In my case, I'm pretty limited on storage space - so would not really be wanting to give any of it up to the air bubble. Plus, my heat loads are going to be pulled from the top of storage, where the air bubble would now reside. After seeing that air tube in a couple of the diagrams, that's why I was wondering about being able to utilize a non-diaphragm expansion tank if ones system had one, and if the height of the top of expansion relative to the height of top of storage would be a determining factor in that. Maybe one could shoehorn/plumb in another small tank on top of storage for the 'air bubble' section? Guess I should do more reading - those idronics references are loaded with info.


Can you locate that expansion tank above the top storage. it would act as the drainback tank and the expansion air space.
 
I've gone thru things in my head over & over the past few months, and have no place above to fit an expansion tank - although I might end up with a foot or so of headroom between the top of my insulated tanks & the bottom of my floor joists. That's why I was wondering about putting something small up there for a drainback tank, along with my main expansion tank on the floor under the stairs.

I'm pretty sure it wouldn't go over too well if I proceeded to try to put the expansion tank in our living room or a bed room.
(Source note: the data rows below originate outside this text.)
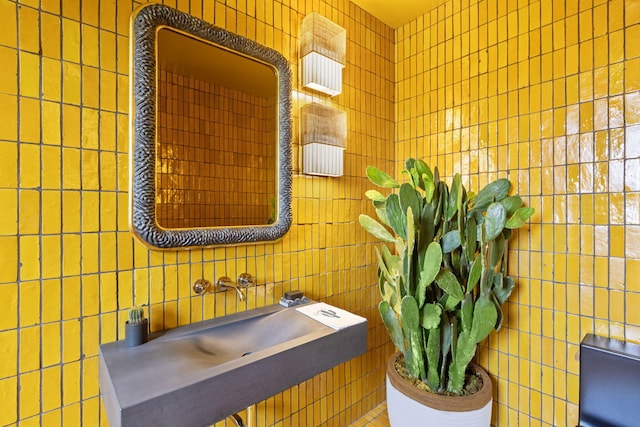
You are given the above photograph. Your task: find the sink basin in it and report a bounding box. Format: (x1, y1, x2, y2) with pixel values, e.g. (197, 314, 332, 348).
(99, 302, 367, 427)
(182, 308, 327, 361)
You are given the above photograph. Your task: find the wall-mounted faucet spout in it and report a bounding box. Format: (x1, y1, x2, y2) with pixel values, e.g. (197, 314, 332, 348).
(216, 276, 245, 301)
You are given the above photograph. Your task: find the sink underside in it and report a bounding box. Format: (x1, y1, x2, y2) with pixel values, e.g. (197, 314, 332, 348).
(99, 303, 367, 427)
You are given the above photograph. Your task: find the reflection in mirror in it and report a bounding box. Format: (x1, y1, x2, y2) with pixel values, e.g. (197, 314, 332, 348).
(156, 28, 277, 228)
(129, 4, 292, 248)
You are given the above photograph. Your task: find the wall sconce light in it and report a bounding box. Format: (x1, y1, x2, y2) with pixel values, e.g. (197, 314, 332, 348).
(301, 103, 347, 177)
(300, 13, 346, 96)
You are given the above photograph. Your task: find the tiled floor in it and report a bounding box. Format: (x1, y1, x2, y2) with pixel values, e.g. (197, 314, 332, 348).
(348, 403, 389, 427)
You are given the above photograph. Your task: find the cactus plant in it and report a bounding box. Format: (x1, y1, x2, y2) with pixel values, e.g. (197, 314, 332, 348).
(360, 158, 534, 395)
(125, 306, 148, 346)
(128, 306, 145, 325)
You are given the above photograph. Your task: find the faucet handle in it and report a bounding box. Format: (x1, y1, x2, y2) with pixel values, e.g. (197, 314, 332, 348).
(193, 278, 213, 295)
(216, 276, 233, 291)
(238, 273, 256, 287)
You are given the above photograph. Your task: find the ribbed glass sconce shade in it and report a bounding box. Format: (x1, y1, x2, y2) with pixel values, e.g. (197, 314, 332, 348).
(300, 13, 346, 96)
(301, 103, 347, 177)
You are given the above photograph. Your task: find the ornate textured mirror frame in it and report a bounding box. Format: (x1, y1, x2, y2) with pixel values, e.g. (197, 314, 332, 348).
(129, 4, 292, 249)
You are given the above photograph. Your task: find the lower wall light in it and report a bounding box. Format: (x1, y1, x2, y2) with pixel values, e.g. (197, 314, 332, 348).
(301, 102, 347, 177)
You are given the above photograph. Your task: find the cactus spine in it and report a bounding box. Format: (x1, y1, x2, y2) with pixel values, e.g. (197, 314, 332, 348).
(360, 158, 534, 395)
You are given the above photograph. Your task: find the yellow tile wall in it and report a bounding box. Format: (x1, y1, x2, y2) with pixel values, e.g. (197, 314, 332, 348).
(0, 0, 395, 425)
(396, 0, 640, 425)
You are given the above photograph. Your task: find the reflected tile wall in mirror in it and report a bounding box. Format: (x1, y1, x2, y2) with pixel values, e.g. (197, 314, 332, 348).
(156, 70, 277, 228)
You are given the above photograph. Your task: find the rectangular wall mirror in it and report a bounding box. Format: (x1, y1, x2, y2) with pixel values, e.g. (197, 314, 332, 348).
(129, 4, 292, 249)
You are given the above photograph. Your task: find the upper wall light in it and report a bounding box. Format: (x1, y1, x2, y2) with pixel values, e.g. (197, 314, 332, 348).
(300, 13, 346, 96)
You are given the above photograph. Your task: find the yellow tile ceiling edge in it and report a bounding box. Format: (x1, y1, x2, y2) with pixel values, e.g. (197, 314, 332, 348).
(350, 0, 445, 28)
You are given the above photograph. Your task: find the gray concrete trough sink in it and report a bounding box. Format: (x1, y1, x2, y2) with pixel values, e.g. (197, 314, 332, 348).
(99, 302, 367, 427)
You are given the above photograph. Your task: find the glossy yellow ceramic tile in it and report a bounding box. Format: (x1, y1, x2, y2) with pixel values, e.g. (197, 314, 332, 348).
(625, 25, 640, 61)
(0, 47, 17, 97)
(42, 323, 62, 369)
(40, 14, 61, 61)
(18, 5, 38, 53)
(61, 63, 81, 106)
(81, 66, 100, 109)
(0, 329, 17, 381)
(17, 99, 38, 144)
(0, 377, 18, 425)
(627, 292, 640, 326)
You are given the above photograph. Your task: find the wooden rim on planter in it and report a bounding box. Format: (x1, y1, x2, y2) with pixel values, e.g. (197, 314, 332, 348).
(387, 352, 493, 412)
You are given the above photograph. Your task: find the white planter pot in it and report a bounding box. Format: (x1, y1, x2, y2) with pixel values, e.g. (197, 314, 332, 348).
(386, 352, 493, 427)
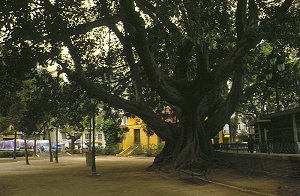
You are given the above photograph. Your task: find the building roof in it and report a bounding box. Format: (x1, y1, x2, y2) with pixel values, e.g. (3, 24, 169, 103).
(260, 107, 300, 119)
(249, 107, 300, 126)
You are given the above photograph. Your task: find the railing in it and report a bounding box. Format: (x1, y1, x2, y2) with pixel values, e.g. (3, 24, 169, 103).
(216, 143, 248, 153)
(216, 142, 300, 154)
(256, 142, 300, 154)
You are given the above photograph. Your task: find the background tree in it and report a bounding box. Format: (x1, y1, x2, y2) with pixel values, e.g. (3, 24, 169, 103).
(102, 117, 124, 154)
(5, 80, 43, 164)
(1, 0, 299, 171)
(239, 41, 300, 122)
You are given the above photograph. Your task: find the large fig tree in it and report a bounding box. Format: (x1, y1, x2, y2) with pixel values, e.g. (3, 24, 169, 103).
(1, 0, 298, 170)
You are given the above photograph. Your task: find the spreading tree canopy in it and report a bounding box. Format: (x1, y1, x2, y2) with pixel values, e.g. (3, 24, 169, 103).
(1, 0, 299, 170)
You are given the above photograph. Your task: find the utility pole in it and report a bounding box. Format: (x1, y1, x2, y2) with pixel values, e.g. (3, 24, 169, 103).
(91, 107, 97, 175)
(55, 126, 59, 163)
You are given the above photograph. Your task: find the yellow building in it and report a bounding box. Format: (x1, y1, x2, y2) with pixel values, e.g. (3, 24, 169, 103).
(212, 130, 232, 144)
(118, 114, 162, 156)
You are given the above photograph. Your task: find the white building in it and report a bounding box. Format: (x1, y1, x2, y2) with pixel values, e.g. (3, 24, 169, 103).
(46, 129, 106, 150)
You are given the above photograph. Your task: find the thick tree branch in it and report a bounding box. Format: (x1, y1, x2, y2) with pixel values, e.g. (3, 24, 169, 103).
(213, 0, 294, 95)
(109, 25, 143, 102)
(195, 39, 209, 81)
(206, 67, 244, 138)
(136, 0, 182, 37)
(236, 0, 247, 41)
(123, 41, 143, 102)
(120, 0, 187, 108)
(273, 0, 295, 19)
(213, 35, 260, 85)
(196, 83, 225, 118)
(174, 37, 194, 81)
(41, 0, 174, 140)
(247, 0, 259, 30)
(67, 15, 121, 36)
(59, 59, 173, 141)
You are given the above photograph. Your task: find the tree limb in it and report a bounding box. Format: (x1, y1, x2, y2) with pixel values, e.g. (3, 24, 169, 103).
(272, 0, 295, 19)
(120, 0, 187, 108)
(206, 67, 244, 138)
(67, 15, 121, 36)
(195, 39, 210, 82)
(59, 60, 172, 141)
(236, 0, 247, 41)
(136, 0, 182, 37)
(41, 0, 174, 140)
(174, 37, 194, 81)
(247, 0, 259, 30)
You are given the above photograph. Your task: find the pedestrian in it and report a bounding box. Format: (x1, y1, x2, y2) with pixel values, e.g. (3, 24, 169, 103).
(247, 137, 255, 153)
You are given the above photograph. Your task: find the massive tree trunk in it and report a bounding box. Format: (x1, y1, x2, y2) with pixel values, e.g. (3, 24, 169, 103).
(24, 132, 29, 165)
(150, 111, 214, 171)
(47, 126, 53, 162)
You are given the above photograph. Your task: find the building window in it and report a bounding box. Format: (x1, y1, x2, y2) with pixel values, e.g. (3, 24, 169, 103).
(134, 129, 140, 144)
(223, 124, 230, 134)
(98, 133, 103, 140)
(61, 133, 67, 139)
(121, 116, 127, 125)
(85, 133, 90, 140)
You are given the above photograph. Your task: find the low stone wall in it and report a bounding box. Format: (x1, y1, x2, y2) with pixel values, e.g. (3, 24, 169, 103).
(216, 151, 300, 178)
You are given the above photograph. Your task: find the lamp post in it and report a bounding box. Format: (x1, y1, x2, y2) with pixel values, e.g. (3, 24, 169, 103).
(36, 64, 43, 76)
(81, 132, 84, 157)
(91, 110, 96, 175)
(48, 125, 53, 162)
(55, 126, 59, 163)
(13, 128, 17, 159)
(33, 131, 39, 157)
(90, 99, 97, 175)
(265, 56, 285, 112)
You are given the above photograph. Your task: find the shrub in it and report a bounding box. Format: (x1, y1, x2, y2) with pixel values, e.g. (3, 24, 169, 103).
(131, 144, 165, 157)
(0, 151, 33, 158)
(143, 144, 164, 157)
(132, 145, 143, 156)
(0, 151, 12, 158)
(73, 149, 81, 154)
(96, 145, 122, 155)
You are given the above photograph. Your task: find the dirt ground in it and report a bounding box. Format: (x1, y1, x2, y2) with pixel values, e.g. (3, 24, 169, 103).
(0, 154, 300, 196)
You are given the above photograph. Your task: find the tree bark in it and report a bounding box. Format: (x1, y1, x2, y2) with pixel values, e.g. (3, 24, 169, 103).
(70, 137, 75, 154)
(34, 133, 37, 157)
(47, 126, 53, 162)
(13, 129, 17, 159)
(24, 132, 29, 165)
(55, 126, 59, 163)
(150, 112, 214, 171)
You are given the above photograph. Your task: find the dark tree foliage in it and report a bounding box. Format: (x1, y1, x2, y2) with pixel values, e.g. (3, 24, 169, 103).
(0, 44, 34, 116)
(1, 0, 299, 170)
(102, 118, 123, 148)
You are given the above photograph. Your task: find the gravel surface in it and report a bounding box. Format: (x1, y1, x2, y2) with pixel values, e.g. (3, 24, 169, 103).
(0, 154, 299, 196)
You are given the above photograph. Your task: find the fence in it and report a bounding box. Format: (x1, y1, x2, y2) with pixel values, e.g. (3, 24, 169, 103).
(216, 143, 248, 153)
(216, 142, 300, 154)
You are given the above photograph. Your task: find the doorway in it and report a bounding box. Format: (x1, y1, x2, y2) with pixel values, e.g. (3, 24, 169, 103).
(134, 129, 140, 144)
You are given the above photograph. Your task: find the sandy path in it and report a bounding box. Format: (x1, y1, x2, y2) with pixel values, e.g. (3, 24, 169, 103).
(0, 155, 299, 196)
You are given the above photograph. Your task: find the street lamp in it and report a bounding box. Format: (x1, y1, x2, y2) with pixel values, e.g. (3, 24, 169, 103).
(55, 126, 59, 163)
(266, 72, 273, 80)
(270, 57, 277, 66)
(91, 99, 97, 176)
(277, 64, 285, 72)
(265, 56, 286, 112)
(36, 64, 43, 76)
(33, 131, 39, 156)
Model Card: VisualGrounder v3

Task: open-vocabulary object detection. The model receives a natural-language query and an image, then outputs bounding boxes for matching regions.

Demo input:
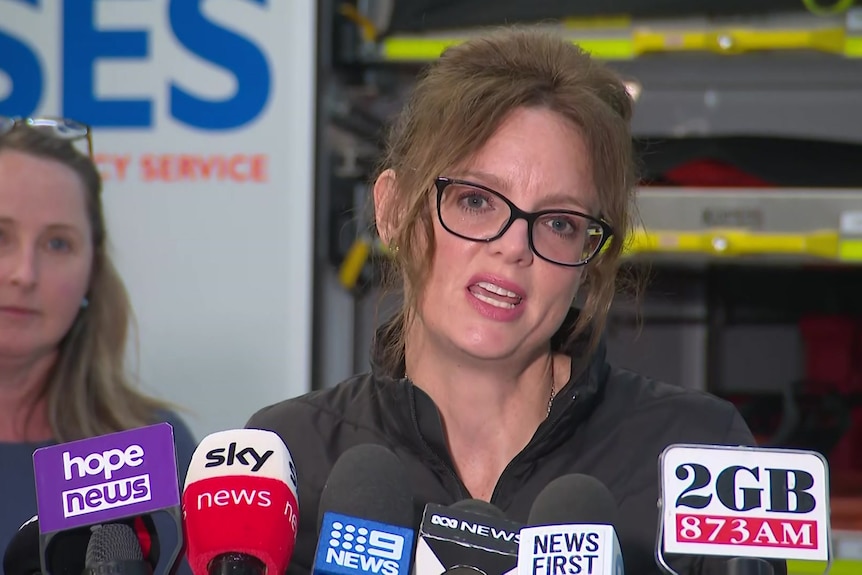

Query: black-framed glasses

Then again, if I did that, I'd likely end up living here all by myself & have all kinds of room for all kinds of things...
 
Great post HR. I have a small 64 sq ft draindown solar system (homemade collector) in operation for past two years which works good in summer. Very trouble free. I heat DHW with wood boiler in winter/off season. Collector area to storage volume is important. I have 120ft 1/2" copper coil immersed in open storage which contains potable water which circulates thru DHW heater with aqua stat and small circulator. I have not had my electric water heater on for about a year and a half. One thing I noticed is that since I have turned off the elec water heater, I don't get scale build up in bottom of the water heater like I did with electric turned on.